While most lawyers in New York City said their firms have been thriving since the economy collapsed last year, many others disagree.
Lawyer Jacob Silver said his firm has received a significant boost in the past couple of years. People are “so highly leveraged today,” Silver said. It’s becoming a “cashless society”, he added. As soon as people lose their source of income, many are often left in debt; resulting in more business for bankruptcy attorneys.
“My practice is booming,” Silver said. “I’m very busy.”
However, getting more cases does not necessarily mean more profit for many law firms. Some lawyers said their firms did not benefit as one may expect.
Lawyer Derrick Hanna said he believed bankruptcy doubled since last year, but his firm has not been getting more profits.
Some 40 percent of bankruptcy cases are self applied, Hanna said. Fewer people are willing or able to pay the high fees, he added.

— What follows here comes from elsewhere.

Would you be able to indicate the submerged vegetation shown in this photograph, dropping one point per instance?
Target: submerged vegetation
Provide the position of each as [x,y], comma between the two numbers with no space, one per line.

The average fee for filing bankruptcy is $1,500 – a substantial amount of money for people with a yearly income of less than $45,000, the median income that allows someone to file for bankruptcy.
The lack of business has caused Hanna’s firm, Hanna and Vlakhas, to trim its number of employees.
The scene is not that different at the law offices of Glenn S. Kessler.
“When there is an economic downturn,” lawyer Glenn Kessler said, “those attorneys whose practice suffers seek other areas of practice to make a living.”
The competition is out of control, Kessler said.
“I’m spending more on advertisement than I used to before the economic downturn,” he said.
Seems that not every cloud has a silver lining after all!